NOTÍCIA
Temos de aceitar a realidade de que jamais teremos profissionais prontos para desempenhar com excelência seu papel
Publicado em 25/04/2016
ENSAIO | Edição 208
Que a qualidade da educação está intimamente ligada à formação do educador ninguém mais duvida. Assim, aqui nos cabe retomar a questão levantada por teóricos como Maurice Tardif sobre os saberes dos professores. Segundo ele, para além e antes dos saberes provenientes da formação profissional para o magistério, há saberes pessoais (advindos da família, do ambiente em que se vive) e saberes construídos nos primeiros anos de escolaridade (caso da Educação Infantil e da Educação Básica no Brasil). Há ainda outros conhecimentos determinantes advindos de programas pedagógicos e materiais didáticos (livros, apostilas, fichas, exercícios, fichas e atividades trocadas entre pares), além dos saberes produzidos a partir de reflexões e de atuações como a própria experiência profissional.
Visto por esse prisma, discutir o currículo dos cursos universitários representaria apenas um quinto de toda a problemática que envolve a formação docente.
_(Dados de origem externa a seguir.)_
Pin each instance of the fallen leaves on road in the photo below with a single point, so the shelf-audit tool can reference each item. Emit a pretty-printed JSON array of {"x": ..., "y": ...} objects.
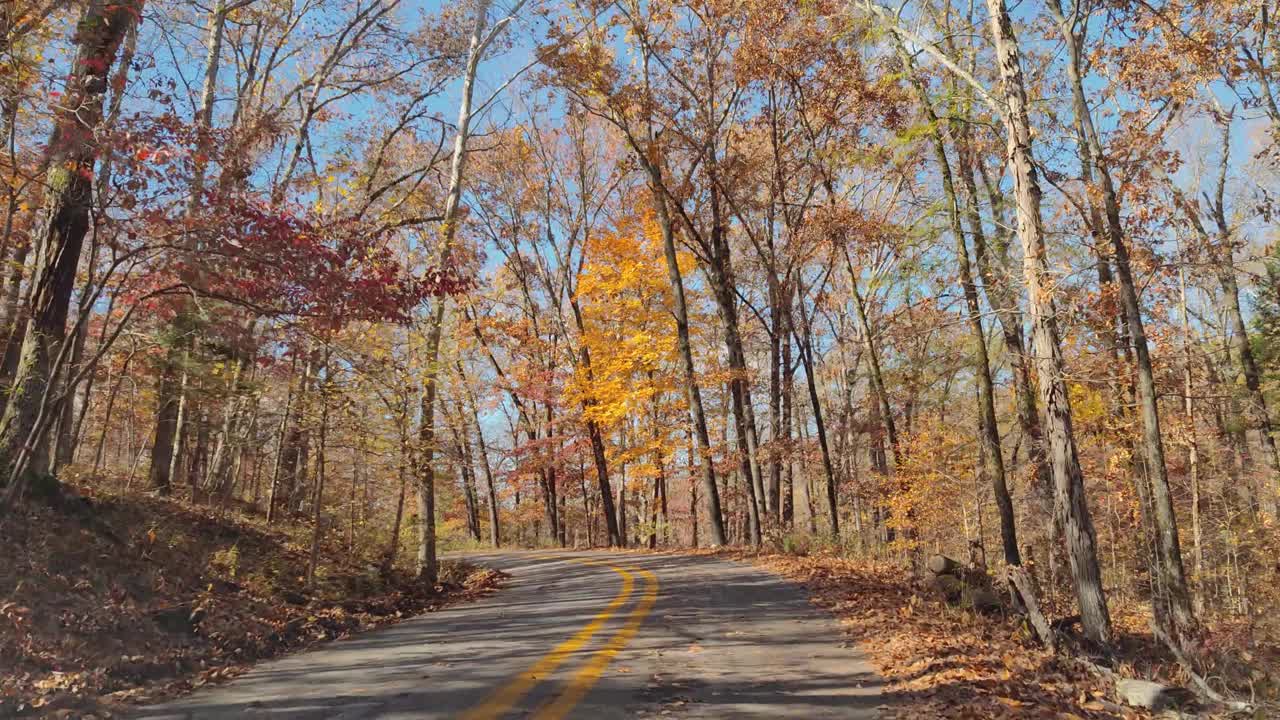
[{"x": 940, "y": 661}]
Nenhum curso do ensino superior daria conta da formação ideal, porque tal formação precede a academia. Temos de aceitar a realidade de que jamais teremos profissionais prontos para desempenhar com excelência seu papel, a menos que passemos boa parte da formação do professor para dentro da escola. Isso implicaria darmos conta de duas pontas do processo.
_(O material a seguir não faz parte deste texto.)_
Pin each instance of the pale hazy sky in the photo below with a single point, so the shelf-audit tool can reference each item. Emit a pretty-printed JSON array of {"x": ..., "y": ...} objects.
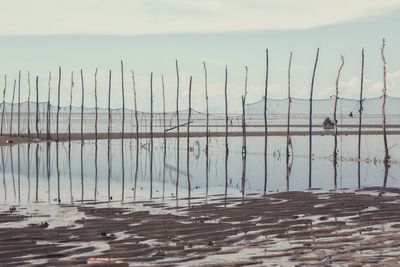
[{"x": 149, "y": 35}]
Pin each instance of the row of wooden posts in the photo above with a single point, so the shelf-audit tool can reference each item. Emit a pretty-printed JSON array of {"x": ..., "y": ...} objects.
[{"x": 289, "y": 149}]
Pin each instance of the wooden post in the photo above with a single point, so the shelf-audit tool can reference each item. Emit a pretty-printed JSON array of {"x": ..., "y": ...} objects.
[
  {"x": 108, "y": 135},
  {"x": 48, "y": 110},
  {"x": 360, "y": 119},
  {"x": 334, "y": 112},
  {"x": 4, "y": 103},
  {"x": 178, "y": 130},
  {"x": 386, "y": 160},
  {"x": 29, "y": 104},
  {"x": 244, "y": 146},
  {"x": 188, "y": 139},
  {"x": 58, "y": 101},
  {"x": 12, "y": 107},
  {"x": 82, "y": 104},
  {"x": 151, "y": 136},
  {"x": 70, "y": 107},
  {"x": 95, "y": 130},
  {"x": 19, "y": 107},
  {"x": 207, "y": 124},
  {"x": 123, "y": 131},
  {"x": 266, "y": 122},
  {"x": 288, "y": 139},
  {"x": 310, "y": 155},
  {"x": 37, "y": 107}
]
A primeira: lecionar exige muito esforço e contato físico como resposta imediata aos acontecimentos que se sucedem no corpo a corpo escolar, na ponte entre o conhecimento e as mentes de uma nova geração. A segunda: o processo educativo tem como um de seus pressupostos a necessidade de pensar filosoficamente sobre o modus operandi do ser humano e de sua relação com o ensino.
Para que haja operacionalização de um sistema que priorize esses aspectos, é preciso expandir a noção de ensino para além de questões puramente didáticas ou pedagógicas. A situação exige uma análise mais ampla, além da identificação de caminhos pluridiferenciados para a formação dos trabalhadores escolares e o desenvolvimento de competências imprescindíveis em dias de mundo globalizado.
Não devemos pensar só nos deveres dos docentes, mas também no papel das escolas onde eles atuam. Precisamos de escolas que fundamentem professores e alunos para que sejam capazes de conquistar sua própria autonomia. E acreditamos que a educação para a autonomia só se viabiliza pela construção de uma escola que leve alunos e professores a refletirem sobre o poder da cidadania ampliada, marcada pela interiorização dos direitos humanos. Como diz Olivier Reboul, na escola deve ser ensinado tudo o que une (a língua, as artes, o movimento, os jogos) e tudo o que liberta (a aquisição do conhecimento, o despertar do espírito científico, a capacidade de julgamento próprio).
Estamos aqui a discorrer então sobre com o que as escolas – e os professores dentro delas – devem se preocupar: em pautar o trabalho de forma a eleger, elaborar e consolidar conteúdos que possibilitem aos alunos ler com clareza a realidade na qual estão inseridos e compreender a sofreguidão das relações societárias. Assim, estaríamos assegurando o pensamento colocado por Phillipe Meirieu, quando afirma que “a função fundamental da escola é transmitir às jovens gerações os meios de assegurar, ao mesmo tempo, seu futuro e o futuro do mundo”.
Dessa maneira, jamais a caminhada será solitária. Existirá sempre, na formação docente e na experiência escolar em si, a organização de um projeto de vida a ser desenvolvido com competência por aqueles que sabem ser a escola o local onde, como afirma Assmann, “vida e aprendência são, no fundo, a mesma coisa”.